GM's vice president for labor relations, Cathy Clegg, said the company has now announced investment of $1.1 billion at six North American plants to develop and produce the fuel-efficient "Gen V" small block engine that will be used primarily in full-sized trucks starting in the 2013 model year.
The new hires will boost to 675 the number of hourly wage workers at the Rochester plant, where most workers get the "second-tier" or "entry level" pay as low as $14.50 per hour -- about half the pay of veteran auto workers.
A two-tier wage system was instituted among the major U.S. automakers and the United Auto Workers union, mainly for new hires. Workers at the 72-year-old Rochester parts plant agreed to accept lower wages in 2007 when Delphi owned the plant, as part of that company's bankruptcy reorganization.
UAW Local 1097 President Dan Mahoney said the Rochester plant was almost closed in 2006. The Rochester plant opened in 1939 as a GM property, was later part of Delphi as it was spun off from GM, and was then taken back in 2009 by GM.

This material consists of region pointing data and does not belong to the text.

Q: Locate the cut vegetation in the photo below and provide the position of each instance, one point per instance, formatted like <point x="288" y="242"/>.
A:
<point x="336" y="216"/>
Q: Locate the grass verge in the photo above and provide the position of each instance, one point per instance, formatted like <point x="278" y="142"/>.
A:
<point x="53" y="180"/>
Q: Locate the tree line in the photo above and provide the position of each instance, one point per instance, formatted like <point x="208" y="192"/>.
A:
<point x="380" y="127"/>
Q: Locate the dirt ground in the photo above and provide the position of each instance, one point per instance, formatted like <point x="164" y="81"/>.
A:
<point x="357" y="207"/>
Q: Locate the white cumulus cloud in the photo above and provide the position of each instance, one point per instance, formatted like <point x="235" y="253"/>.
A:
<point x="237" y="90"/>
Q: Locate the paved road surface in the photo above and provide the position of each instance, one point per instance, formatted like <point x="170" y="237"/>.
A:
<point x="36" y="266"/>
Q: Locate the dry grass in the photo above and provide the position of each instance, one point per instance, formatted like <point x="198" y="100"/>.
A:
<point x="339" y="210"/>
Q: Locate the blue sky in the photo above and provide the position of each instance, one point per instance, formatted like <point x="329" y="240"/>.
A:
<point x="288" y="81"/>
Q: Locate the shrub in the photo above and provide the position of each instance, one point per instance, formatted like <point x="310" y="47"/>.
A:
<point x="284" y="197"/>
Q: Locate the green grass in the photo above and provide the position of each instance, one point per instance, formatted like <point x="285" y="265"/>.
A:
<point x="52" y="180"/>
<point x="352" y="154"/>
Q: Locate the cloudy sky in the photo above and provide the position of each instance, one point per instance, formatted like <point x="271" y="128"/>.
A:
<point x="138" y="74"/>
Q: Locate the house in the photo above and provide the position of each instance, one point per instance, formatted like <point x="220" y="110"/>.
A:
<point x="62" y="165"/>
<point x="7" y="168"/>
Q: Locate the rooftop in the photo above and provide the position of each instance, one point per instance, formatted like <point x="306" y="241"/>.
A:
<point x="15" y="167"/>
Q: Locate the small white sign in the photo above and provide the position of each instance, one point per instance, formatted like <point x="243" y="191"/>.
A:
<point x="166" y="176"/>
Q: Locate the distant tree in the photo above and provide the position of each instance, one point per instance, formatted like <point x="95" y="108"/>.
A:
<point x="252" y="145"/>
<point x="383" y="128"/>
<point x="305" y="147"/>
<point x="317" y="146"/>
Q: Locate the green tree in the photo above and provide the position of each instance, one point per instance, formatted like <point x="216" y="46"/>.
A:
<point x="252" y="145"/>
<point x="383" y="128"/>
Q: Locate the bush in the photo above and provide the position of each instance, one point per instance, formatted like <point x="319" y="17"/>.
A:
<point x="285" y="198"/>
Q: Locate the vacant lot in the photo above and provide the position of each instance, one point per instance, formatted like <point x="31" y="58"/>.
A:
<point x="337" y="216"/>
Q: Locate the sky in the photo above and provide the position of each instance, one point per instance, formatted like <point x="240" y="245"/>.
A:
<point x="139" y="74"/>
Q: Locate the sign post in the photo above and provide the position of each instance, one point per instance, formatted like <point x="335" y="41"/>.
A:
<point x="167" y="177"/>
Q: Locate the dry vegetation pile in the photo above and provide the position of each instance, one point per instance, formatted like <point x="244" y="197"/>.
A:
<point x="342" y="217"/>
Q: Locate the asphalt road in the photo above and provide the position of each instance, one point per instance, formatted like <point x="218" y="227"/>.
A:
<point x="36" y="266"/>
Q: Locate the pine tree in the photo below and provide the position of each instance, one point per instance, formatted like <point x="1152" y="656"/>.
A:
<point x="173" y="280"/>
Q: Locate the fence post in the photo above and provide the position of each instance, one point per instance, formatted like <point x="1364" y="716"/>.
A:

At its peak 20 years ago, Mahoney said, 6,000 people worked at the Rochester plant.
The UAW's current contract with GM, Ford Motor Co <F.N> and Chrysler Group LLC expires in September and the future of two-tier wages is expected to be a key issue in upcoming talks.
Joe Ashton, UAW's vice president for GM relations, said it is too early to talk about the fate of two-tier pay. But he and other UAW executives have said that it is a key component to allowing U.S. automakers to compete with foreign automakers that have lower wage and benefit costs.
"I think the thing that gets lost about second tier is that second tier eventually becomes first tier," Ashton said.
GM's new chief financial officer, Dan Ammann, told analysts last week the company would agree to variable labor cost increases, like profit-linked bonuses for workers, to avoid larger, structural contract cost increases like health care.
Ashton declined to comment, saying he will save that for the negotiations.
GM said the jobs in Rochester were kept from moving outside the United States by a combination of the second-tier wages and a $3 million capital grant and $1.82 million in jobs program benefits from New York.